Neyse biz bekledik, Galatasaray'ımızı bir görelim de öyle başlayalım bu senenin ilk hikayesine diye. Bakmayın, oyunun başında hakeme ettikleri küfüre Ordu'luların. Hiç gitmesem de Artvin'den sonra en çok sevdiğim Karadeniz iline. Ne yapsın çocuklar, tek kurtuluş yolu bu maçta gösterecekleri en büyük oyuna bağlı gelecekleri. Kurtuluş düşü kimi Ordusporlu'lar için bu maçta kurulmuştu. Topa sağlam girmek isteyen çocuk tabanı Arda'ya geçirince rüyası bitti. Bundan sonraki futbol yaşamını Hoca Efendi'nin liginde geçirecek. Bu arada Kongo nire Ordu nire, ön liberedo ne işi varsa bir Afrika'lı vardı. tekniğini konuşturup, dikkat çekmek istedi ama işte bu kadardı ürküttüğü kurbağa.

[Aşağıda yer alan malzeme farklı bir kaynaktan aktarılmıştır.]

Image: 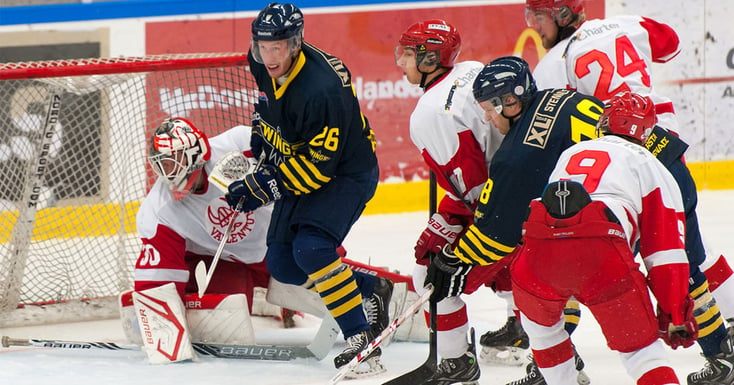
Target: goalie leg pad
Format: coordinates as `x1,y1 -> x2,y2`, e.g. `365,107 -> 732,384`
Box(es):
184,294 -> 255,345
133,283 -> 196,364
118,290 -> 143,346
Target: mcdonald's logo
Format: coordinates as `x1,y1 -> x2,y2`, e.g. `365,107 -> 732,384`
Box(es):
512,27 -> 546,65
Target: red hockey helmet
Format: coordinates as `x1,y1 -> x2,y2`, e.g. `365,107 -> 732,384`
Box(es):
525,0 -> 584,27
597,92 -> 658,142
148,118 -> 211,199
399,19 -> 461,68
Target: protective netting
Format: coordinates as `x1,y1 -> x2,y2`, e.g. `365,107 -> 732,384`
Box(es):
0,54 -> 257,323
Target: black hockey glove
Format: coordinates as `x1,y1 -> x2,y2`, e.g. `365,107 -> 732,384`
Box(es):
229,165 -> 284,213
424,245 -> 474,302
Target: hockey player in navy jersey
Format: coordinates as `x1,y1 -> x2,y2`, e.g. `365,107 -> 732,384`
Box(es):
428,56 -> 603,383
227,3 -> 393,374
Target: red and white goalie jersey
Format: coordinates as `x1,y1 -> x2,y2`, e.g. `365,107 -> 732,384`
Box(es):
549,135 -> 688,282
135,126 -> 272,293
533,15 -> 680,132
410,61 -> 502,217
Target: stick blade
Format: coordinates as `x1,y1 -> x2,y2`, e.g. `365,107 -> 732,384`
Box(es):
194,261 -> 209,297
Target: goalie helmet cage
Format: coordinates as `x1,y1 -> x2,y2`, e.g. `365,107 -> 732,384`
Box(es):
0,53 -> 258,327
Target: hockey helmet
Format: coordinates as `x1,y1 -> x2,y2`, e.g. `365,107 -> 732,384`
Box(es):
250,3 -> 303,63
395,19 -> 461,68
148,118 -> 211,199
472,56 -> 538,113
597,91 -> 657,142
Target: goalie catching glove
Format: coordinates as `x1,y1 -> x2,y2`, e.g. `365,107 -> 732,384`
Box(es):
415,212 -> 464,265
424,244 -> 474,302
225,165 -> 284,212
658,296 -> 698,349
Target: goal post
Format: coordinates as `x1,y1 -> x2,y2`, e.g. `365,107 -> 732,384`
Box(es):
0,53 -> 258,327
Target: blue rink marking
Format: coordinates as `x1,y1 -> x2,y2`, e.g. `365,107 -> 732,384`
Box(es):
0,0 -> 437,25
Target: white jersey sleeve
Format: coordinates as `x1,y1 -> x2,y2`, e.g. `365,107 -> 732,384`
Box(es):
410,61 -> 502,214
137,126 -> 272,263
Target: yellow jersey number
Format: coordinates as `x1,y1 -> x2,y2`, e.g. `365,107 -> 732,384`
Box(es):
308,126 -> 339,152
571,99 -> 602,143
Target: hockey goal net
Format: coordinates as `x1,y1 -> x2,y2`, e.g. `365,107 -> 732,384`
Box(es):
0,53 -> 257,327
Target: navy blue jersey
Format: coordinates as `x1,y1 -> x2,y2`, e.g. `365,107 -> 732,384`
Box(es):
456,89 -> 604,265
248,42 -> 377,195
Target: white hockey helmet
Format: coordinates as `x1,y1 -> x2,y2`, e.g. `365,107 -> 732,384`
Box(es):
148,118 -> 211,199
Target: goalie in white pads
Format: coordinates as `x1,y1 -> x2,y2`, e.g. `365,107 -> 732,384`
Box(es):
122,118 -> 272,363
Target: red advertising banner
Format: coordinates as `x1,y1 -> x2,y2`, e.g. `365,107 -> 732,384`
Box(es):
146,0 -> 604,181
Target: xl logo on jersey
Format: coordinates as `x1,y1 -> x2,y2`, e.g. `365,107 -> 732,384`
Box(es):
523,114 -> 555,149
207,198 -> 255,243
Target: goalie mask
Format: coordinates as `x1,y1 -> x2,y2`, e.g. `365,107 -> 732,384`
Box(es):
148,118 -> 211,200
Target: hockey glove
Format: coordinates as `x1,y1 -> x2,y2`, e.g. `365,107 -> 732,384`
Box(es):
229,165 -> 284,212
415,212 -> 464,265
423,245 -> 474,302
250,120 -> 264,159
658,296 -> 698,349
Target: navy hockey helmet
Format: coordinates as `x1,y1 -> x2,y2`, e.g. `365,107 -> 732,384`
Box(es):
250,3 -> 303,63
597,91 -> 657,142
472,56 -> 538,113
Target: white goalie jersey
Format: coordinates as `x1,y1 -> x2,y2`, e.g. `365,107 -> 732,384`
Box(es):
135,126 -> 272,286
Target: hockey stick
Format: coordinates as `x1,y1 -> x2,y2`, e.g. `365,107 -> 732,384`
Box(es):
329,288 -> 433,385
194,153 -> 265,297
382,172 -> 440,385
2,336 -> 325,361
194,197 -> 245,297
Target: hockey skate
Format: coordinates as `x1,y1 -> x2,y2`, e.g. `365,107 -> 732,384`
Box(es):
507,347 -> 591,385
479,316 -> 530,366
362,277 -> 394,338
423,330 -> 481,385
687,328 -> 734,385
334,331 -> 385,378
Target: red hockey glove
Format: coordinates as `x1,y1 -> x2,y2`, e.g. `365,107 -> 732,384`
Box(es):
658,296 -> 698,349
415,213 -> 464,265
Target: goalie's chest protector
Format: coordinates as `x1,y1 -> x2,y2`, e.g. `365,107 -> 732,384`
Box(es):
248,42 -> 377,175
137,126 -> 272,263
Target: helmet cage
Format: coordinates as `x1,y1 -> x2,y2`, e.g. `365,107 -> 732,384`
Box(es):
148,118 -> 211,199
525,0 -> 584,27
596,92 -> 657,142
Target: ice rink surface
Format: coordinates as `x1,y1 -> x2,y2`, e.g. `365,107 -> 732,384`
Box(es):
0,191 -> 734,385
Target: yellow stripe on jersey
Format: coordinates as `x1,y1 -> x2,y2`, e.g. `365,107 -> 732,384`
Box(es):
278,155 -> 331,195
454,225 -> 515,266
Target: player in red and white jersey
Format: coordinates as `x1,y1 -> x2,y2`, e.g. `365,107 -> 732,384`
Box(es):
511,93 -> 698,385
525,0 -> 680,132
395,19 -> 516,383
135,118 -> 272,305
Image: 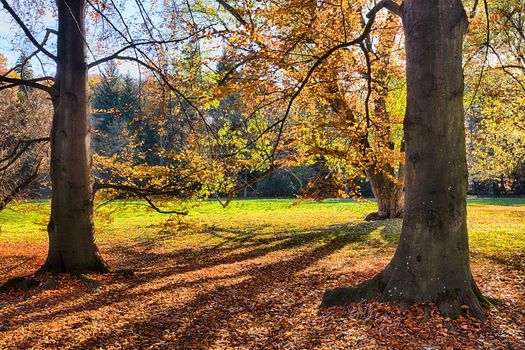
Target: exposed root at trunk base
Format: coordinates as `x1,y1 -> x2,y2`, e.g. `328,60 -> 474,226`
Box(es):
37,253 -> 110,274
321,271 -> 494,321
365,211 -> 403,221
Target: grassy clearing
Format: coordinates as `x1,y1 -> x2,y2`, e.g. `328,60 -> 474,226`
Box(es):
0,199 -> 525,349
0,198 -> 525,255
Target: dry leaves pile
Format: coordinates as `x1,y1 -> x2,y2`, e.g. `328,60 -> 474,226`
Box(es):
0,230 -> 525,349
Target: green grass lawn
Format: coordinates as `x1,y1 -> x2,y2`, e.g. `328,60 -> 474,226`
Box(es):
0,198 -> 525,256
0,198 -> 525,349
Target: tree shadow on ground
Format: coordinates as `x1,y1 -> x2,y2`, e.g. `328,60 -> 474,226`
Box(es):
0,222 -> 382,349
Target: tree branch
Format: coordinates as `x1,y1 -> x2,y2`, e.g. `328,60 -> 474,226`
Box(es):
0,75 -> 56,95
0,0 -> 58,63
217,0 -> 247,25
0,137 -> 50,171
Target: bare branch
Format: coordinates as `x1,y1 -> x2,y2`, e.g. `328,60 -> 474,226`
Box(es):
88,27 -> 209,69
383,0 -> 403,17
0,137 -> 50,171
0,0 -> 58,62
0,75 -> 56,95
0,160 -> 42,211
217,0 -> 247,25
93,183 -> 199,215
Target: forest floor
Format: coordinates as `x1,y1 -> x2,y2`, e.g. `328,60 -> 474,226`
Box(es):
0,199 -> 525,349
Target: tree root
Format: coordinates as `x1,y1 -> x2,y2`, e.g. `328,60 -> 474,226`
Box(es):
321,268 -> 495,321
321,273 -> 386,307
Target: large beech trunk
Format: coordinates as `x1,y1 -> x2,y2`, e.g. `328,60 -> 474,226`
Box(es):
366,165 -> 405,220
42,0 -> 107,272
323,0 -> 486,319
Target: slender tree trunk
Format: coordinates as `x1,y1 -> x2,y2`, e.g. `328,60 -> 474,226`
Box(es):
323,0 -> 486,319
42,0 -> 107,272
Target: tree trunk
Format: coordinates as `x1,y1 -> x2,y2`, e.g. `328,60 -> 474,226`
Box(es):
365,165 -> 405,221
41,0 -> 107,272
322,0 -> 486,319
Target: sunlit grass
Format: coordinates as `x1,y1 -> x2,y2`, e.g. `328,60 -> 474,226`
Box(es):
0,198 -> 525,255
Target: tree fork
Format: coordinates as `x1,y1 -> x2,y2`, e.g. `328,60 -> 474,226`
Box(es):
322,0 -> 488,320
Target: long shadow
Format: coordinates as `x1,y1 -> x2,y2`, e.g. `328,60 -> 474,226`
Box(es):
0,223 -> 379,347
69,224 -> 377,349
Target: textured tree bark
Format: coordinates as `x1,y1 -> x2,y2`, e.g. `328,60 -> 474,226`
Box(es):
322,0 -> 486,319
41,0 -> 107,273
365,165 -> 405,221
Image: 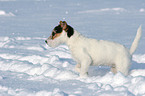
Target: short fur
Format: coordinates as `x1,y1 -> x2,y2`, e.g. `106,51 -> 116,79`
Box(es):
46,21 -> 141,77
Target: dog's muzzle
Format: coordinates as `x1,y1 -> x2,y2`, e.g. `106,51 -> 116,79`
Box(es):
45,40 -> 47,43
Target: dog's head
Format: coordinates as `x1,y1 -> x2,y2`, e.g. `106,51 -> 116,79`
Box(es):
45,21 -> 74,47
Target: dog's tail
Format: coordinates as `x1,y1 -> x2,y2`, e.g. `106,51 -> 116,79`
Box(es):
130,25 -> 142,55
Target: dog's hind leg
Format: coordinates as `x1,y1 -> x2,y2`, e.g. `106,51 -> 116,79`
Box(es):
80,55 -> 92,78
75,64 -> 81,73
111,64 -> 117,74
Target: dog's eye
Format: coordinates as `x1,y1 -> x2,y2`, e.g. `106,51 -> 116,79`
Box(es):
52,32 -> 55,36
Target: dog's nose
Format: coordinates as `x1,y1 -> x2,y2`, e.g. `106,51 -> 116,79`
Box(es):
45,40 -> 47,43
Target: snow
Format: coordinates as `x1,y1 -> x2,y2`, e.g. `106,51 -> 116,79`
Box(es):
0,0 -> 145,96
0,10 -> 15,16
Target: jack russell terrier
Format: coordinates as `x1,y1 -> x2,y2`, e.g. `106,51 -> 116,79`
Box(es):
45,21 -> 142,77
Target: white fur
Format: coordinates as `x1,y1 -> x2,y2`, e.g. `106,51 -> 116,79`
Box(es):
47,27 -> 141,77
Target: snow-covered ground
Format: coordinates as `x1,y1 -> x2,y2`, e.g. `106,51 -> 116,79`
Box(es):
0,0 -> 145,96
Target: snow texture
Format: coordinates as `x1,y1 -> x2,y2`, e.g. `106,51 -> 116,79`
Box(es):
0,0 -> 145,96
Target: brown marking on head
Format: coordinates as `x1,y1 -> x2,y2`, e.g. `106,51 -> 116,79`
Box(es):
51,33 -> 61,40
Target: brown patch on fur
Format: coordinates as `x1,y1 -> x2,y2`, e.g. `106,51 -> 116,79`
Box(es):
59,21 -> 67,31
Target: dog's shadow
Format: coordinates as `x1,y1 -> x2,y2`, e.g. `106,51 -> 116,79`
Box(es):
88,61 -> 145,77
130,61 -> 145,71
88,66 -> 110,77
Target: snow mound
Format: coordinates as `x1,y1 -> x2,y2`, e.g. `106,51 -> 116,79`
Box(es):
0,10 -> 15,16
0,37 -> 145,96
133,54 -> 145,63
78,8 -> 126,13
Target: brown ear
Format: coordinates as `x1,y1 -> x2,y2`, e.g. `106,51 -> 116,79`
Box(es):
59,21 -> 67,30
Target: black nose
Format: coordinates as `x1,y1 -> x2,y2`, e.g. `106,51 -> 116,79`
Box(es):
45,40 -> 47,43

Ben bahiste bu maça 4-6 gol yazdım. Bir şeyi unuttum. Galatasaray asla bir takımı ezmezdi. Rencide etmezdi, hele ki 10 kişi kalmış zayıf rakibi yenmeye acırdı. Nitekim Arda attığı gole nerdeyse üzüldü gördük. Bu durum bizim karekterimizdir. Mahalle maçında fark olduğunda, maç cıvımasın diye karşı takıma yol verilir ya, aynı işte. Halbuki bu hafta 14 gollü galibiyetleri duyduk. Hiç mi acımadınız şerefsizler? onlar da futbolcu değil mi? gururlarıyla ne oynuyorsunuz?.

Galatasaray gol yemedi, kalede Ufuk vardı. Çok merak ediyorum kendisini. Kaledeki heybeti, fiziği, fasülyeden bir maça çıktığı haldeki konsantrasyonu, duruşu, imajı benim gibi Aykut antipatisi olanları umutlandırdı.

Nonda girdiğinde ister inanın ister inanmayın, gerçi dediğim çıkmadı ama 3 gol atar dedim. Dediğimi kimse duymadı, tek başıma maçı seyrettim. Gol attığına da sevinmedim. İstatistiğini geliştirmekten başka işe yaramıyor. Görüşüm değişmez, isterse her sene gol kralı olsun. Baroş gelene kadar idare etsinler yeter.

Bi ara yanlış görmediysem Linderoth'u gördüm sahada. Aydın'ı görmek isterdim oysa Ayhan Akman'ın yerine. Ey büyük koskoca Ayhan Akman, bu kadar kolay bir maçta bile öne çıkamıyorsun ya, sana önerim kaç askerlikten akıl danış Tümer'e.

Bugün maçta Emre Aşık'a da acıdım. Ey büyük Surinamlı Reykart( bu arada yeni yıldaki yeniliğim nasıl duyuyorsam bundan böyle öyle yazacağımdır. İster gülün ister hak verin yabancı dilimiz yok, bu yüzden hep yanlış yapıyoruz üstüne Türk dilinin yılmaz savunucusu bekçisiyiz işinize gelirse) sana kimse deme di mi? Emre Aşık büyük maç futbolcusudur, sıradan maçlarda sıradan futbolcu olur. Sen beklet misal Aletiko Madrid maçında , 36 yıl önceki Tarık gibi oynat.

Caner, ikinci yarıya mühür vuracak anlaşılan. Hakkında tam hüküm vermem için bir büyük maçını seyretmem lazım.Şu var ki kafası çalışıyor, Galatasaray'a yakışıyor.

Demem o ki sevgili büyük Galatasaray taraftarı, savunmada Servet'in yanında biri, ön liberoda Sarp ve Topal'dan biri, ilerde mahşerin 5 atlısı olan Galatasaray'ı seyretmeye doyamayacaksın.

Büyük Galatasaray taraftarı, sen pek bilmezsin biz Galatasaray'ı neden çok seviyoruz? Bugünkü duruşu için örnek. Eğer 10-0 yenselerdi ben bu akşam kusacaktım. Bırakalım gol rekorlarını başkaları kırsın, başkaları vursun düşenin üstüne bir tekme, biz Galatasaraylı'yız farkımız olmalı.

Kusurumaza bakma mor beyazlı fındık diyarı, seni seviyoruz, ama izin ver, başka sevdalar peşindeyiz biz, bizimki iflah olmaz Galatasaray sevdası. Ordu'lu sana selam olsun.